# Johannis? NOt sure can someone verify for me please?



## slyons93 (Aug 2, 2012)

So i have what i thought was 2 Johannis, but after some discussion and reading alot of peoples post about them not really having what they thought they had... I started to question some of my fish. I was pretty sure i had Johannis but they look different from what I have researched. Please tell me what you think. I got them when they were 1.5-2" they are about 4-5" now. *** had them for about 2 years. I had three but one passed about 6 months after getting them.


by slyons93, on Flickr
Fish 1


by slyons93, on Flickr
Fish 2


by slyons93, on Flickr
Another view of Fish 2


----------



## Fogelhund (Dec 3, 2002)

The top one could be a female Pseudotropheus cyanaeorhabdos. (Electric Blue Johanni)

The bottom one is a hybrid in all probability. The female shows the correct horizontal barring, she is a good specimen. The male also has vertical barring, and broken up bars, markings typically only seen on hybrids.


----------



## slyons93 (Aug 2, 2012)

i thought as well that the top was a female but was pointed out to me that females are yellow, not a blue. So thats why i was so confused. So a male johanni and a possible hybrid.


----------



## Fogelhund (Dec 3, 2002)

slyons93 said:


> i thought as well that the top was a female but was pointed out to me that females are yellow, not a blue. So thats why i was so confused. So a male johanni and a possible hybrid.


So what you are saying is that you are not certain if the top one is a male or female? What made you think it was a female?


----------



## slyons93 (Aug 2, 2012)

yes i thought the top one was a female at first because of the size difference and the difference in markings. the 2nd and 3rd photos, the fish is larger and has more defined stripes instead of lines. so i assumed (stupid me) that was the difference in males and females. so now i am to believe that they are not male and female but instead are male johanni and a non-johanni if you will.....


----------



## Fogelhund (Dec 3, 2002)

If you have had the top fish since it was small, say 1" or less, we can conclude what it is.

Pseudotropheus cyaneorhabdos are born blue, both the males and females. They stay blue.

Pseudotropheus johanni are born yellow. Males turn blue.

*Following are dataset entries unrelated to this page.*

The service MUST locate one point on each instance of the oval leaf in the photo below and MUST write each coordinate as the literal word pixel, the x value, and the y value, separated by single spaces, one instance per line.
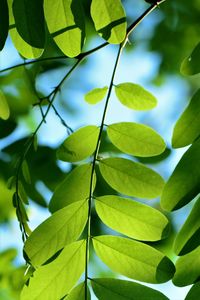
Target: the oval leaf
pixel 187 128
pixel 135 96
pixel 96 95
pixel 67 30
pixel 4 108
pixel 56 279
pixel 133 259
pixel 136 139
pixel 62 228
pixel 79 145
pixel 116 289
pixel 187 268
pixel 131 218
pixel 74 187
pixel 188 237
pixel 109 20
pixel 183 185
pixel 131 178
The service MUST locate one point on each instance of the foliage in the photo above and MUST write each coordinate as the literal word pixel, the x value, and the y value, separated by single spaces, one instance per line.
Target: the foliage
pixel 107 170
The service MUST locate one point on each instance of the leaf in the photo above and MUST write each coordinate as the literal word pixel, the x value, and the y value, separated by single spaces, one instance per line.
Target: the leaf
pixel 117 289
pixel 183 184
pixel 56 279
pixel 67 30
pixel 60 229
pixel 78 293
pixel 79 145
pixel 136 139
pixel 109 20
pixel 187 128
pixel 131 178
pixel 191 64
pixel 29 21
pixel 133 259
pixel 135 96
pixel 131 218
pixel 188 237
pixel 194 292
pixel 187 268
pixel 96 95
pixel 75 187
pixel 4 108
pixel 4 24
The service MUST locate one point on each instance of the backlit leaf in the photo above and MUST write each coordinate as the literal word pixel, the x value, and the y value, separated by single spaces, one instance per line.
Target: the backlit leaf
pixel 67 30
pixel 133 259
pixel 136 139
pixel 187 268
pixel 79 145
pixel 109 20
pixel 131 218
pixel 62 228
pixel 116 289
pixel 187 128
pixel 131 178
pixel 135 96
pixel 96 95
pixel 74 187
pixel 184 183
pixel 54 280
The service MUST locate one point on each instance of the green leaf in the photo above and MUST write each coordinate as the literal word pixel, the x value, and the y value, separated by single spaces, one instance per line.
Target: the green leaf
pixel 135 96
pixel 136 139
pixel 79 145
pixel 74 187
pixel 109 20
pixel 131 178
pixel 188 237
pixel 54 280
pixel 96 95
pixel 116 289
pixel 78 293
pixel 67 30
pixel 191 64
pixel 4 108
pixel 187 128
pixel 183 184
pixel 133 259
pixel 29 21
pixel 62 228
pixel 4 23
pixel 194 292
pixel 187 268
pixel 131 218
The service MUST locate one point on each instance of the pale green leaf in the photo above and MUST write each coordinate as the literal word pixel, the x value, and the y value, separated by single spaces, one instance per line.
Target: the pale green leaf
pixel 131 178
pixel 135 96
pixel 4 108
pixel 191 64
pixel 75 187
pixel 136 139
pixel 183 184
pixel 79 145
pixel 131 218
pixel 188 237
pixel 109 20
pixel 187 128
pixel 66 23
pixel 187 268
pixel 60 229
pixel 116 289
pixel 133 259
pixel 96 95
pixel 54 280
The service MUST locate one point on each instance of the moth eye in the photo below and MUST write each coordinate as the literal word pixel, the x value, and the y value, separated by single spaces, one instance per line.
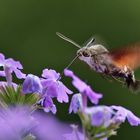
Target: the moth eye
pixel 79 54
pixel 85 54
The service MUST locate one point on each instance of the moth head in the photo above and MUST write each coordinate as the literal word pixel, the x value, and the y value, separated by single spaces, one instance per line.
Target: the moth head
pixel 91 49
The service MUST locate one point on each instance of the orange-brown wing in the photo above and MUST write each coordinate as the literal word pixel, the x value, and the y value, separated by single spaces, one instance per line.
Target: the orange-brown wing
pixel 127 56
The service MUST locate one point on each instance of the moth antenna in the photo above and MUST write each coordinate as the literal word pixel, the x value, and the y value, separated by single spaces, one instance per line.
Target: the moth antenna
pixel 68 40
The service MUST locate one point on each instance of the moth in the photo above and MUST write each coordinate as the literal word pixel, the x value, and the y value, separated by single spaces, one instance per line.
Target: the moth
pixel 118 64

Mature males are impossible to differentiate. Mature females are easy to differentiate.


----------



## slyons93 (Aug 2, 2012)

well they were about 2.5" when i got them and they were both blue. doesnt really help huh? lol


----------



## Fogelhund (Dec 3, 2002)

slyons93 said:


> well they were about 2.5" when i got them and they were both blue. doesnt really help huh? lol


No it doesn't help. If the fish is male, you'll never have a positive ID.


----------



## slyons93 (Aug 2, 2012)

well thanks for trying anyways


----------